Но все же неправильным ангелом Азирафаэль был не настолько, чтобы вслух возражать Всевышнему.
— Он тогда тоже обиделся. Только слегка на другое. И по-другому. У него тоже были и мозги, и воля, и амбиции. Только вот с желанием и умением творить получилось не очень, ему больше нравилось критиковать уже созданное другими. Искать ошибки. Причем не пытаться исправить или сделать лучше, а именно что просто находить, указывать и ограничиваться этим. Ему казалось, что так правильно, что в чужое творение вмешиваться нельзя. Можно только указывать на недостатки.

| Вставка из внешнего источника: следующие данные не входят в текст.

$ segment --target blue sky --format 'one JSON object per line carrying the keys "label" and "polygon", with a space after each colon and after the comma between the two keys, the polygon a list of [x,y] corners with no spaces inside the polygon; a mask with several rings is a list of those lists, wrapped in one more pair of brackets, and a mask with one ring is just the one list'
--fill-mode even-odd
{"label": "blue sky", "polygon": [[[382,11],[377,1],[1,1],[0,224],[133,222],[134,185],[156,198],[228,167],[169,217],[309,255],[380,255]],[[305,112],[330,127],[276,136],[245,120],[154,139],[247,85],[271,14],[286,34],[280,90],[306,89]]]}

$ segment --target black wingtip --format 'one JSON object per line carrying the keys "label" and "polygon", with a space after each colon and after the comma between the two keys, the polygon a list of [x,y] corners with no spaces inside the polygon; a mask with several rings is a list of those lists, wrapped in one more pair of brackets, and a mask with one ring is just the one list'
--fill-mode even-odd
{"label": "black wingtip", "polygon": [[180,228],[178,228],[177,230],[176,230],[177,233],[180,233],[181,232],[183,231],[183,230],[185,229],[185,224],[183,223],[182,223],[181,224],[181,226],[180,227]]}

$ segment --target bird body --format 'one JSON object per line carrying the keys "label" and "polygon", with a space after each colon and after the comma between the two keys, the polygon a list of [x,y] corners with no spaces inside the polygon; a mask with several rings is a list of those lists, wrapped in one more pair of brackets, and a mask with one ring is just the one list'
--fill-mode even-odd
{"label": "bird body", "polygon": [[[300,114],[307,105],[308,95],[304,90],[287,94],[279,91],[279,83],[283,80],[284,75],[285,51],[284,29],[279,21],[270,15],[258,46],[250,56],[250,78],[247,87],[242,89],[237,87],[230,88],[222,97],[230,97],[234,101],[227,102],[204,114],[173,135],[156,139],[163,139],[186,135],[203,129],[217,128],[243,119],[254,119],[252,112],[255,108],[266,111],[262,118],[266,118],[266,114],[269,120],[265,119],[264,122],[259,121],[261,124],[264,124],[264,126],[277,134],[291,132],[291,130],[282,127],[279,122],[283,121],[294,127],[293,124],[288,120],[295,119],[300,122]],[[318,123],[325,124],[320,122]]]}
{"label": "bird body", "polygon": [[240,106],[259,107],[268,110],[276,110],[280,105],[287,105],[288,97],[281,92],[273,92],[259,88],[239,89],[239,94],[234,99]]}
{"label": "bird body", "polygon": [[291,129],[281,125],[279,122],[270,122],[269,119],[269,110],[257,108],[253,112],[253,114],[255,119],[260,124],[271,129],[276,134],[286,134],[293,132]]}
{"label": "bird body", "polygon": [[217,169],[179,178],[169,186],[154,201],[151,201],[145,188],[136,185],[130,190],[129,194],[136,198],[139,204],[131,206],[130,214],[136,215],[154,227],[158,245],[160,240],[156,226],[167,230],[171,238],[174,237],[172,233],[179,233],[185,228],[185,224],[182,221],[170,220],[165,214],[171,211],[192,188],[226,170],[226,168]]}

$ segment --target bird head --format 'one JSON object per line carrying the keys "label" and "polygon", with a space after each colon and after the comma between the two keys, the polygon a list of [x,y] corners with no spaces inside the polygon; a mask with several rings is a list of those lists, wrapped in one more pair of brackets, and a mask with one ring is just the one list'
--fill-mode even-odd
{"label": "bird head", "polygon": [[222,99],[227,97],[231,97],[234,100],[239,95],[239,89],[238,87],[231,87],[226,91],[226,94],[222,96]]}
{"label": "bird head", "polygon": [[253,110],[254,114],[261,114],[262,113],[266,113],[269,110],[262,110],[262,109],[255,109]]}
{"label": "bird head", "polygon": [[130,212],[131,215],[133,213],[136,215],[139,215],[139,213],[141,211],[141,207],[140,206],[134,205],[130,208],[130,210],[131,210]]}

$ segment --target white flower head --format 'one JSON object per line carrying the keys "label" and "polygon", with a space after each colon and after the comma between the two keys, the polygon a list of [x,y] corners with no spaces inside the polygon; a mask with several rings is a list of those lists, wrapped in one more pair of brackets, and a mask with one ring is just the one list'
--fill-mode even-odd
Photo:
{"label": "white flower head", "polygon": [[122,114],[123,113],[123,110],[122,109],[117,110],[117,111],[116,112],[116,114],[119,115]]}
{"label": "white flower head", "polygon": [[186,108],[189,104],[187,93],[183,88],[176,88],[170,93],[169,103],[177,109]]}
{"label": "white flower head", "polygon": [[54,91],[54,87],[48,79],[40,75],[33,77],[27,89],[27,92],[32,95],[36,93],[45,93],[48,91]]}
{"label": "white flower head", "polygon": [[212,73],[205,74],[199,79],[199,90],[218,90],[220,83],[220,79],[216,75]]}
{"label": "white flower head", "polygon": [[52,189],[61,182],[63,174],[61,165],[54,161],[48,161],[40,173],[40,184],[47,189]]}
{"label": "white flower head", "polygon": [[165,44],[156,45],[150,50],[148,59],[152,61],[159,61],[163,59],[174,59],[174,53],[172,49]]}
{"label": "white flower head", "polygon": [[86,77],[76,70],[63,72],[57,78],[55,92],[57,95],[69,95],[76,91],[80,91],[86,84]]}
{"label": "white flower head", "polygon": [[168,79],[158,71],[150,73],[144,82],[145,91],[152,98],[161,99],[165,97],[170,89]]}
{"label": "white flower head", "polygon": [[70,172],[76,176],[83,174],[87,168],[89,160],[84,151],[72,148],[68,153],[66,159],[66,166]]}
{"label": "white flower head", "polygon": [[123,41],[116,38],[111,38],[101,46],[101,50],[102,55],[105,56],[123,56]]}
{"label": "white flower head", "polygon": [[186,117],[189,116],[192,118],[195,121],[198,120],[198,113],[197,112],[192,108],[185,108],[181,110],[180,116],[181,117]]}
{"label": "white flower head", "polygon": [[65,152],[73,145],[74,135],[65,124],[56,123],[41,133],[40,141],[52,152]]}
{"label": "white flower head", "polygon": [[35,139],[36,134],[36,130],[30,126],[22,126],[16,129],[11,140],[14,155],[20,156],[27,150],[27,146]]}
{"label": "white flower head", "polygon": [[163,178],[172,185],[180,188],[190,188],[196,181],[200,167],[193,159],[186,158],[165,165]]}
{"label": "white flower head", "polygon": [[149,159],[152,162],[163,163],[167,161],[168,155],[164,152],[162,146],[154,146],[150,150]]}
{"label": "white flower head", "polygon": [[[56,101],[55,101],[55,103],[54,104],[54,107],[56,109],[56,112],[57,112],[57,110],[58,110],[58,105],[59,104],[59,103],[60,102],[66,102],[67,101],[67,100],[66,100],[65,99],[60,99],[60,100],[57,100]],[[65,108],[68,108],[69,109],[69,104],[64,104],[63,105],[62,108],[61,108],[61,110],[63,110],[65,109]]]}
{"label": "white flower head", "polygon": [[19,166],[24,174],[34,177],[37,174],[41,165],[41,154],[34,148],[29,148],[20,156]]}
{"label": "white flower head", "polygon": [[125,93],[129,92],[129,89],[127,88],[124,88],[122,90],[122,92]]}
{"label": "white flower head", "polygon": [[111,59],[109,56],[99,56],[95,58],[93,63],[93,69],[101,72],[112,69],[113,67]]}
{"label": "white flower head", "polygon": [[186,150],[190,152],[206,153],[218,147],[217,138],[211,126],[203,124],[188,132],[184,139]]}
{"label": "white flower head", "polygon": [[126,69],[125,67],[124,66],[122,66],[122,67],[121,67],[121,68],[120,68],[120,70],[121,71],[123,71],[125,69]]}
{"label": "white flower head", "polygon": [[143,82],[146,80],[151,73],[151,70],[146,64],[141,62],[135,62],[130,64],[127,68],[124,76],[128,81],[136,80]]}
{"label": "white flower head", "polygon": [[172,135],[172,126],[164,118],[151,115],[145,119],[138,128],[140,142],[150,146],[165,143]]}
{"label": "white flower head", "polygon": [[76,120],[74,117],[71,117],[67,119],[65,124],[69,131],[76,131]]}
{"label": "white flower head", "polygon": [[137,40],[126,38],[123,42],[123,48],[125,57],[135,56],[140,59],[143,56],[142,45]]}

Недостатком пребывания в человеческой оболочке Кроули было ощущение боли и холода. Очень больно и очень холодно. И темно. Вообще темно, на всех уровнях, у него ведь только слух и остался. И только горячие пальцы — свои/чужие пальцы, — что обжигали чужую/свою ладонь. Единственное теплое. Холод и темнота были повсюду. И боль тоже. Но если холод и темнота просто были, то боль наступала, выкручивала, кололась, дергала.
Азирафаэль не выдержал и позволил проклюнуться собственным глазам — не всем, конечно, всего-то пяти или шести, и даже не десяткам: не хотелось тратить лишние силы, трех-четырех вполне достаточно. Сразу стало легче, темнота отступила и даже боль словно бы уменьшилась.
Эфирно-оккультная спарка на этом уровне казалась темно-серой, почти черной, плотной и очень тяжелой. И она тоже была болью. Каждый шип норовил уколоть не только острым кончиком — они все оказались усеянными еще и тысячами мелких иголок, каждая из которых норовила выстрелить своей разновидностью боли, царапнуть, проколоть, зацепить. Они делали больно бездумно и не разбираясь, всему подряд, что пыталось к ним прикоснуться — и эфирному телу Азирафаэля, и человеческой оболочке Кроули… а потом и Азирафаэля, когда удалось протолкнуть этот колючий тяжелый шарик по сцепленным пальцам, через чужие/свои в свои/чужие. И дальше.
7
Хотя Азирафаэль не удивился бы наличию за этим окном и Вавилонской, причем в процессе активного строительства: у ангелов отношения со временем были довольно своеобразные.
У демонов, впрочем, тоже.
Во всяком случае, у тех из демонов, которым удавалось осознать саму концепцию времени или хотя бы научиться пользоваться будильником.